FDA Grants ‘Breakthrough Therapy’ Designation to Genentech’s Ocrelizumab for PPMS
Genentech recently announced that the U.S. Food and Drug Administration (FDA) granted its investigational medicine ocrelizumab, a potential treatment for primary progressive multiple sclerosis (PPMS), Breakthrough Therapy Designation based on positive Phase 3 clinical trial results showing that ocrelizumab significantly reduced disability progression and other disease activity markers compared to placebo.
The FDA designation is intended to speed the development and agency review of medicines aiming to treat serious and life-threatening diseases. Ocrelizumab is the first medicine to show positive pivotal trial results in both PPMS and relapsing MS, a more common form of the disease.
Currently, there are no approved treatments for PPMS, a debilitating disease form characterized by slow onset and steadily worsening symptoms. About 10 percent of the estimated 2.3 million people worldwide with MS have this form of the disease.

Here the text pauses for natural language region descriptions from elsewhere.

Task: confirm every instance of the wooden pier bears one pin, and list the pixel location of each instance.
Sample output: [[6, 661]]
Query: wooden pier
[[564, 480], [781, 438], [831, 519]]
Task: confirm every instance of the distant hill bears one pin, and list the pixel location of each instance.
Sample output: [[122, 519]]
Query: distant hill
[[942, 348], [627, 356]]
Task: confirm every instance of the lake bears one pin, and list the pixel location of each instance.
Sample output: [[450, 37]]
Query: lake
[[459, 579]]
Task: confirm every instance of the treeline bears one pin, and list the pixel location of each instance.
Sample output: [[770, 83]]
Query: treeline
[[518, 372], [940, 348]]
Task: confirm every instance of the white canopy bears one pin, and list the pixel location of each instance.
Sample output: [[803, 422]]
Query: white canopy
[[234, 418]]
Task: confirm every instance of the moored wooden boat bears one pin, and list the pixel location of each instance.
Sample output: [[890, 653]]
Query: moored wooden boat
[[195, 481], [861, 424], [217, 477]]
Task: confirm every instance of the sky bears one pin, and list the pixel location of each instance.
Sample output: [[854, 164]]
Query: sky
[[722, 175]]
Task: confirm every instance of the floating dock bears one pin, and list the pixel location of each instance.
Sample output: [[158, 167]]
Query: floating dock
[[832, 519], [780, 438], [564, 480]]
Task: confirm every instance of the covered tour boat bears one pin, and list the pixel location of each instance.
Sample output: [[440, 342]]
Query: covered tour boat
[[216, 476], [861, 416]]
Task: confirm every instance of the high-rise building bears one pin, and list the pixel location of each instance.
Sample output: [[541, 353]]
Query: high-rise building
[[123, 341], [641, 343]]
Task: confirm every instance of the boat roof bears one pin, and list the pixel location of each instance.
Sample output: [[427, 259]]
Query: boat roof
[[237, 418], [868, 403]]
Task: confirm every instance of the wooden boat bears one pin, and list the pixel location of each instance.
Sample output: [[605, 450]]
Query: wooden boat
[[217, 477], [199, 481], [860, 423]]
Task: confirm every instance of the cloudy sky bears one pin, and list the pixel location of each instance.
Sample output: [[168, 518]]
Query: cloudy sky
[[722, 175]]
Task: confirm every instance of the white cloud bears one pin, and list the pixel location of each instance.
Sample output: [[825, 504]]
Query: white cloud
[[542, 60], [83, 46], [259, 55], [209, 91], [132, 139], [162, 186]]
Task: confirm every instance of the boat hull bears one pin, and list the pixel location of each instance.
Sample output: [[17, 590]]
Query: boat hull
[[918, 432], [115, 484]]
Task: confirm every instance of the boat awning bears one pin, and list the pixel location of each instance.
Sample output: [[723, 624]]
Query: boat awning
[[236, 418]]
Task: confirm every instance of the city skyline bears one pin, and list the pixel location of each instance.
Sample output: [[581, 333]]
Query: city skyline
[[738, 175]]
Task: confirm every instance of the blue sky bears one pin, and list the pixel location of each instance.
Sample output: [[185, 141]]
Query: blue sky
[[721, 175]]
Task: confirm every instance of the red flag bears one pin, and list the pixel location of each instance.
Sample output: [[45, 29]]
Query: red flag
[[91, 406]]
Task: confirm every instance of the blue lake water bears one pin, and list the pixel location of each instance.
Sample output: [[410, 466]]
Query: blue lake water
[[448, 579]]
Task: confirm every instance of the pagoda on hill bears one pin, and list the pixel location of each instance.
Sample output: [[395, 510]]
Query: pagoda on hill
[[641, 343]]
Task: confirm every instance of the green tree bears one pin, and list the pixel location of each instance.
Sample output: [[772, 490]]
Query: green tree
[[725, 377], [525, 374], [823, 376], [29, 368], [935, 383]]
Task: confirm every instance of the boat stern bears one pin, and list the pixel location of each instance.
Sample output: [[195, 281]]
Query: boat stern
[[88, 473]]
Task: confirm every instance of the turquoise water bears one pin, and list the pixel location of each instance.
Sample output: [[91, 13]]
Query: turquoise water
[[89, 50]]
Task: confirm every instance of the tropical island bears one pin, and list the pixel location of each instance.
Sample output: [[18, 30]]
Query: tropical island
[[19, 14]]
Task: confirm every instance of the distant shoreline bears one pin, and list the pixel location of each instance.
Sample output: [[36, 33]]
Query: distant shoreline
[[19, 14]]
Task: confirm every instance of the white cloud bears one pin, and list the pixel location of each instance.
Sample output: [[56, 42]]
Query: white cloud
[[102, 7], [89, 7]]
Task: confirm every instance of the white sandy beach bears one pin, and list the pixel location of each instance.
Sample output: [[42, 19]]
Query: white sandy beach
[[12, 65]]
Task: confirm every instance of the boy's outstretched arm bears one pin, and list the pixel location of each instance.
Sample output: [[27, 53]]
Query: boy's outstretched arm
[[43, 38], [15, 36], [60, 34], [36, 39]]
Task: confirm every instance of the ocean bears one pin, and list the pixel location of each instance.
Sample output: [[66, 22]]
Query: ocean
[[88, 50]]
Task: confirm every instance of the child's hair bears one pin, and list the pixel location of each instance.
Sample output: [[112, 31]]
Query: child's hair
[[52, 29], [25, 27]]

“Ocrelizumab is the first investigational medicine for MS to be granted Breakthrough Therapy Designation by the FDA,” Sandra Horning, MD, chief medical officer and head of Global Product Development at Genentech, said in a press release. “With no approved treatments for primary progressive MS, ocrelizumab has the potential to address an important unmet need. We are committed to working with the FDA to bring ocrelizumab to people with primary progressive MS as quickly as possible.”
Ocrelizumab is a humanized monoclonal antibody designed to selectively target CD20-positive B cells, a type of immune cell thought to contribute to the myelin (a nerve cell insulator) and nerve cell (axonal) damage that results in MS. Preclinical studies showed that ocrelizumab works by binding to CD20 cell surface proteins expressed on certain B cells, although not to stem cells or plasma cells, so as to preserve key immune system functions.
The pivotal, multicenter and doubled-blinded Phase 3 clinical trial, called ORATORIO, is investigating the efficacy and safety of ocrelizumab compared with placebo in 732 people with PPMS. Participants randomly received ocrelizumab intravenously in two infusions of 300 mg every 14 days in each treatment cycle, or received placebo, with the primary endpoint being time to onset of confirmed disability progression (CDP) sustained for at least 12 weeks. CDP was measured using the Expanded Disability Status Scale, a physical and neurological exam that covers vision, coordination, limb movement, strength, thinking abilities, bowel and bladder control, sensation, and walking ability.
ORATORIO’s start date was March 2011, and the trial is expected to be completed in November 2017.
Top-line results from the trial were presented at the European Committee for Treatment and Research in Multiple Sclerosis (ECTRIMS) in October 2015, and showed a superior reduction in disease progression at 12 weeks in the treatment group as compared to the placebo group (24 percent), as well as a 25 percent reduction in the risk of CDP at 24 weeks, and a significant reduction of 29 percent in the progression rate of walking time. Ocrelizumab was also found to significantly reduce brain lesions (by 3.4 percent) in comparison to a placebo therapy, and to promote a reduction in whole brain volume loss by 17.5 percent (week 24 to week 120).
Genentech said in its announcement that it plans to pursue marketing authorization for ocrelizumab as both a PPMS and relapsing MS treatment, and will submit data from its three Phase 3 studies to the FDA by June 2016. In addition to ORATORIO, ocrelizumab was tested in two large-scale, pivotal trials involving relapsing MS patients, called OPERA I and OPERA II.
Genentech is a member of the Roche Group and is headquartered in San Francisco. Ocrevus is the company’s proprietary name for its ocrelizumab treatment.